Okay so I have had this problem sens January probably and I cant find a solution.

What happens is that rtorrent crashes with this message "rtorrent: Handshake::fill_read_buffer(...) Buffer overflow." and it happens randomly, usually 4-5 days in-between.

Now I cant remember upgrading the filserver or rtorrent etc at the time it started. I suspect a torrent file is triggering it but still I cant see how rtorrent should not be able to handle that?

Google only gives me bug reports of an older bug in 0.8.2 and I run rtorrent 0.8.9 with libtorrent 0.12.9.

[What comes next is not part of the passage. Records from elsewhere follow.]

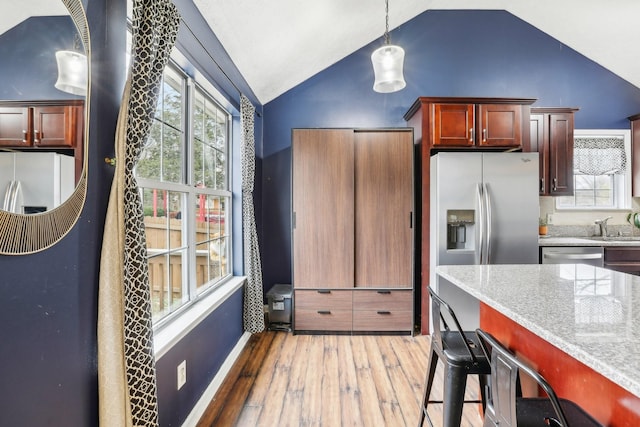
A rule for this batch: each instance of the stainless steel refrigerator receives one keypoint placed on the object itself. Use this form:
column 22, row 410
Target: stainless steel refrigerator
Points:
column 484, row 210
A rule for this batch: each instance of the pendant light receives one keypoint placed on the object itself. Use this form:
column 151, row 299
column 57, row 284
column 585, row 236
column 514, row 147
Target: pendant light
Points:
column 72, row 70
column 387, row 64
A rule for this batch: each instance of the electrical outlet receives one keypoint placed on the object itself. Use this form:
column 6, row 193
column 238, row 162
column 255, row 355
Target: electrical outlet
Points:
column 182, row 374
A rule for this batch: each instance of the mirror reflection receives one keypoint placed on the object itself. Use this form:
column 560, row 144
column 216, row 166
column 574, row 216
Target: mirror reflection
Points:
column 43, row 84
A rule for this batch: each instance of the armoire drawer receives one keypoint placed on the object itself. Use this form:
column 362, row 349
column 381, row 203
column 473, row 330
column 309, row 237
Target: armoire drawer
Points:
column 325, row 319
column 319, row 299
column 382, row 320
column 382, row 300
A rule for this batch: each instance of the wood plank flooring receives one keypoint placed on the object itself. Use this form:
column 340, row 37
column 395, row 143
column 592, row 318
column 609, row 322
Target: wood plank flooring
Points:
column 281, row 379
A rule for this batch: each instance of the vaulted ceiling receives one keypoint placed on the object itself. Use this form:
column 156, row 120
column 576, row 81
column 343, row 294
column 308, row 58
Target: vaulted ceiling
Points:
column 278, row 44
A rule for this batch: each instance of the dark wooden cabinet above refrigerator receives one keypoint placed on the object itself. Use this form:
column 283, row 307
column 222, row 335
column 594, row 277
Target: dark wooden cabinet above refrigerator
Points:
column 551, row 135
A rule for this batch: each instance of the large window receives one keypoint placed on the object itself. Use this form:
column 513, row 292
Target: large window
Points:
column 601, row 176
column 184, row 174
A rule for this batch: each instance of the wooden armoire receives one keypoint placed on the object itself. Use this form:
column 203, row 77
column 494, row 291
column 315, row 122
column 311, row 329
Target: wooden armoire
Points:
column 352, row 230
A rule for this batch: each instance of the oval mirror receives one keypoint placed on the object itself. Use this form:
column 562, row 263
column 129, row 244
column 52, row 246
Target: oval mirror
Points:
column 44, row 110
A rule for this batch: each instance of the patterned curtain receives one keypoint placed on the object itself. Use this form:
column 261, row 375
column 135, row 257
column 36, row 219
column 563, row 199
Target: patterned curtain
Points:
column 599, row 155
column 126, row 363
column 253, row 313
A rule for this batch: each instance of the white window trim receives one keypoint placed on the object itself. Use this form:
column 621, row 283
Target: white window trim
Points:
column 183, row 321
column 617, row 133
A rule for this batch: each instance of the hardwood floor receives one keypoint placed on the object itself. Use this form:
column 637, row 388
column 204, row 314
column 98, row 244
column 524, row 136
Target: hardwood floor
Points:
column 282, row 379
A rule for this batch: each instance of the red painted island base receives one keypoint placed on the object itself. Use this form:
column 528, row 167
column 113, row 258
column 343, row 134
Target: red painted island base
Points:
column 609, row 403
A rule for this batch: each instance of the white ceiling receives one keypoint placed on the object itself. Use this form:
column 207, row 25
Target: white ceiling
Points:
column 278, row 44
column 18, row 11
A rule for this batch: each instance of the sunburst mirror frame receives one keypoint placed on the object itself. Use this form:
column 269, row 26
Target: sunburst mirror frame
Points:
column 22, row 234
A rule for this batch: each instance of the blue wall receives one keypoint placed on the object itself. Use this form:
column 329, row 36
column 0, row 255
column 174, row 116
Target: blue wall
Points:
column 48, row 300
column 447, row 53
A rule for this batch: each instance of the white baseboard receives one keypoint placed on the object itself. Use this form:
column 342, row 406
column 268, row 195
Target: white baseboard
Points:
column 210, row 392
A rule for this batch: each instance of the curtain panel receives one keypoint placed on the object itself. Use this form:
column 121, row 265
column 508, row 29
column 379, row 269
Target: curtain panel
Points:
column 253, row 312
column 599, row 156
column 126, row 363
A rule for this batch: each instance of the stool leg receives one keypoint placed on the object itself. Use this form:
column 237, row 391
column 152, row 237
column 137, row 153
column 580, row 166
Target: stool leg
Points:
column 431, row 373
column 455, row 384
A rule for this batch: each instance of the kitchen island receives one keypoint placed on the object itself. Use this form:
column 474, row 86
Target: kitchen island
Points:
column 578, row 325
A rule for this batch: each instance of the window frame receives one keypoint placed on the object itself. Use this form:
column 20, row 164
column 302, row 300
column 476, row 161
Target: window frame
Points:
column 621, row 183
column 192, row 293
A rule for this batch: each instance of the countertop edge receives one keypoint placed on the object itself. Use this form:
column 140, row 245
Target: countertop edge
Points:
column 598, row 365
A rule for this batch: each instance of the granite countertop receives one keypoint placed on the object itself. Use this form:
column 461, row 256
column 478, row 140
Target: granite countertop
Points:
column 591, row 313
column 589, row 241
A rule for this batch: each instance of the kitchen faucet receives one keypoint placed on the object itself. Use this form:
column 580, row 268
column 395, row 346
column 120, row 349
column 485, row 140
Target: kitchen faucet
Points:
column 603, row 225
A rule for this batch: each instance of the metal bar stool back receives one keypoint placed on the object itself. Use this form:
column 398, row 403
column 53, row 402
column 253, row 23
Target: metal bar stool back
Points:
column 461, row 355
column 506, row 407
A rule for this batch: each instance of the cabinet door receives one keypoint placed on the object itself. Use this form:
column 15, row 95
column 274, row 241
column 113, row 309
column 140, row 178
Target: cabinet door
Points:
column 323, row 208
column 384, row 179
column 539, row 142
column 500, row 125
column 561, row 154
column 15, row 125
column 54, row 126
column 453, row 125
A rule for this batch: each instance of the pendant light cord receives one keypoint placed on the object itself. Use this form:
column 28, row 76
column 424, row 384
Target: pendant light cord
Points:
column 386, row 31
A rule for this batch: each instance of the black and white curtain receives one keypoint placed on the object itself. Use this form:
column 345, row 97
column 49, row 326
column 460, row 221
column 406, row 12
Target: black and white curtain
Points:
column 253, row 313
column 126, row 362
column 599, row 155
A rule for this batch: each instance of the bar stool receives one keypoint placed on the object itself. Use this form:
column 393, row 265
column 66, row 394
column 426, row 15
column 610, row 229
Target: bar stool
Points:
column 461, row 355
column 505, row 405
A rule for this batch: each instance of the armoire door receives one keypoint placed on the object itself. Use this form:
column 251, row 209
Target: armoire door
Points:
column 383, row 204
column 323, row 208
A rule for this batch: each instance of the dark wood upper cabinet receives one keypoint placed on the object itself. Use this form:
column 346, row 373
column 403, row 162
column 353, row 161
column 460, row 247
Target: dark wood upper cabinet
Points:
column 551, row 135
column 44, row 125
column 472, row 122
column 15, row 126
column 55, row 126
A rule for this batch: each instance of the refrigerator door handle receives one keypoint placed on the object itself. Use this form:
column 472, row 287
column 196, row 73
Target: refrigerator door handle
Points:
column 480, row 242
column 487, row 201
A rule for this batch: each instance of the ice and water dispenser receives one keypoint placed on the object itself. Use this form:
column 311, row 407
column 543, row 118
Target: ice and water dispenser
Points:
column 460, row 228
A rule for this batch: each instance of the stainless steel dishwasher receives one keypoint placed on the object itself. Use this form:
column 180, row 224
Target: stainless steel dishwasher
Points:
column 591, row 255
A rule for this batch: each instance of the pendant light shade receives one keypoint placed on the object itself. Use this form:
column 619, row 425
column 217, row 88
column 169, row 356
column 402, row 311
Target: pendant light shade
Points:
column 72, row 72
column 387, row 67
column 388, row 62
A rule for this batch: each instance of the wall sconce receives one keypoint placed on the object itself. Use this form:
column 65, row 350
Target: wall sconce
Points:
column 387, row 64
column 72, row 70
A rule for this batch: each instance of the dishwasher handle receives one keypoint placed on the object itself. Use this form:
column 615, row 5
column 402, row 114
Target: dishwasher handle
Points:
column 572, row 256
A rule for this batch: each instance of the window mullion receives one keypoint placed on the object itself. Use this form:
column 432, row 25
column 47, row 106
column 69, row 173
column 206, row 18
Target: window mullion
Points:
column 191, row 197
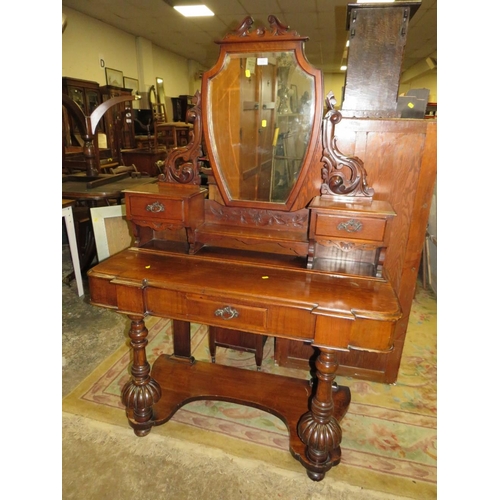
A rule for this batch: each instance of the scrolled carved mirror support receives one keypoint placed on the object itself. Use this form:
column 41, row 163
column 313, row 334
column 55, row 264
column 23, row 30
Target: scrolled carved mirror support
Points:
column 182, row 164
column 343, row 176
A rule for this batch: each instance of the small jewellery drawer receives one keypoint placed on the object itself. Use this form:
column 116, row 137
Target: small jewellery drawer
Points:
column 227, row 314
column 156, row 207
column 363, row 228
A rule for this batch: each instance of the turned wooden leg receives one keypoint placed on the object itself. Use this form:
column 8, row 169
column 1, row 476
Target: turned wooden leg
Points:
column 318, row 429
column 142, row 391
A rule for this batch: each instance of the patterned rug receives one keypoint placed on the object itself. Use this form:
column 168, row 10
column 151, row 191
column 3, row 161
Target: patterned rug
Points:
column 389, row 433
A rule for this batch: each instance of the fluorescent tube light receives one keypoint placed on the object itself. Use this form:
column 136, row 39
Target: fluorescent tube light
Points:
column 193, row 10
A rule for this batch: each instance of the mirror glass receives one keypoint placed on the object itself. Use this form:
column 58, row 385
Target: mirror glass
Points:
column 260, row 119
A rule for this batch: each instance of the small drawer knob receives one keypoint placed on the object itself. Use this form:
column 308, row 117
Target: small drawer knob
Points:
column 155, row 207
column 227, row 312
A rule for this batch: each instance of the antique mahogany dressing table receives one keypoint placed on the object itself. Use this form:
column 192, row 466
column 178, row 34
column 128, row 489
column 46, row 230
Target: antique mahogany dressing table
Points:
column 286, row 242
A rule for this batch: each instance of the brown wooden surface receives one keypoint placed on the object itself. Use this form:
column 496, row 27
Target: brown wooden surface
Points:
column 400, row 159
column 111, row 190
column 284, row 397
column 144, row 159
column 376, row 47
column 332, row 312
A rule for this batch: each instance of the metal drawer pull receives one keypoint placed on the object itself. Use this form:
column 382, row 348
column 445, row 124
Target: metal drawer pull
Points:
column 351, row 226
column 227, row 313
column 155, row 207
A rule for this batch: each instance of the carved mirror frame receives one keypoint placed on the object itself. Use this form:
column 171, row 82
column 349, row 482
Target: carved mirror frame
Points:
column 277, row 38
column 341, row 177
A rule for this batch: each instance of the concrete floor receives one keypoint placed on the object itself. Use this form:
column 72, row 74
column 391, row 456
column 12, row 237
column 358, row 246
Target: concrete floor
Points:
column 89, row 334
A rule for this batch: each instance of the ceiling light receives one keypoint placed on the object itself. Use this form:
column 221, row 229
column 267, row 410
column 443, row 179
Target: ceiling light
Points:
column 193, row 10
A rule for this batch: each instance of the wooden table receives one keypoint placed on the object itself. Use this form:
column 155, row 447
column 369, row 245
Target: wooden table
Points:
column 106, row 190
column 223, row 290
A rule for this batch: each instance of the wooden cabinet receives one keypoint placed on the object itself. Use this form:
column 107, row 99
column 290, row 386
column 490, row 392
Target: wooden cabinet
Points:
column 144, row 159
column 118, row 122
column 401, row 162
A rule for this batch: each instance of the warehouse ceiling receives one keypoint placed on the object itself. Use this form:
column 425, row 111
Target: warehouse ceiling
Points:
column 323, row 21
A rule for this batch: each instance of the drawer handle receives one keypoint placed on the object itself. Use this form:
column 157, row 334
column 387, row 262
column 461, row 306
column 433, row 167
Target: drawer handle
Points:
column 227, row 313
column 155, row 207
column 351, row 226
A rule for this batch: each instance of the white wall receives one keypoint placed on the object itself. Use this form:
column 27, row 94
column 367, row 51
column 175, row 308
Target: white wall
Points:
column 86, row 41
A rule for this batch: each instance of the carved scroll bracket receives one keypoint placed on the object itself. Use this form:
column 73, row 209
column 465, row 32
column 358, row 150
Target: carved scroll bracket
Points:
column 343, row 176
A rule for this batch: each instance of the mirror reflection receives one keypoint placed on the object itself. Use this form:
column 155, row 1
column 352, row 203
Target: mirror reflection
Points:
column 261, row 114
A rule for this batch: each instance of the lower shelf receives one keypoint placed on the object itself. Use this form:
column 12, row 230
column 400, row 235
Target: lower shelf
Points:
column 287, row 398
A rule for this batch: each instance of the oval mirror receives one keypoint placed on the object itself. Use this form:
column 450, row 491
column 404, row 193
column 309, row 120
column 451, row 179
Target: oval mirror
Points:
column 260, row 116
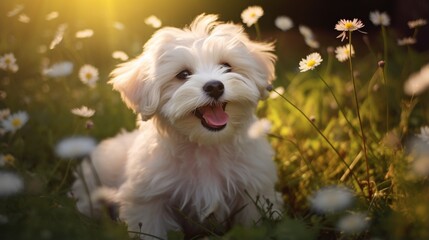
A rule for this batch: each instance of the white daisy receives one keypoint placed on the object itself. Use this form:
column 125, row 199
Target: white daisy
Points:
column 75, row 147
column 251, row 15
column 417, row 82
column 283, row 23
column 348, row 26
column 10, row 184
column 353, row 223
column 14, row 121
column 259, row 128
column 331, row 199
column 417, row 23
column 310, row 62
column 83, row 111
column 88, row 74
column 153, row 21
column 86, row 33
column 60, row 69
column 120, row 55
column 378, row 18
column 342, row 53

This filserver has 0 problems otherwise and have been running fine for 2-3 years now sens I upgraded it with Athlon II X2 240E and 8Gb of DDR3 1600Mhz running at SPD profile 1333Mhz @ 1.5V @ 9-9-9-24 timings. Got a dedicated disk for torrents, 80+ corsair 650W PSU and a APC 1500VA UPS and it has not crashed or had other failures sens trorrent started to bug out and sens rtorrent is predictable with the same error I figure its isolated to rtorrent.

Sens it started out of the blue I suspect a torrent is causing it sens I add those daily but I cant figure out wish one and I have a few (200-300) and I cant understand why rtorrent in that case would be susceptible to crashing.

Filserver hardware spec is in the signature. Been running stable as a rock.

----------

## dimko

Downgrade/upgrade. Could very well be bug in application.

Not sure if there is verbose mode for application. see if there is anything in you log in metalog or whatever you are using aound time of crash.

Make little script, loop to restart rtorrent when it crashes.

smth like: if rtorent down  -> start rtorrent. 

 :Razz: 

----------

## ebray187

Same problem here. Any help?

----------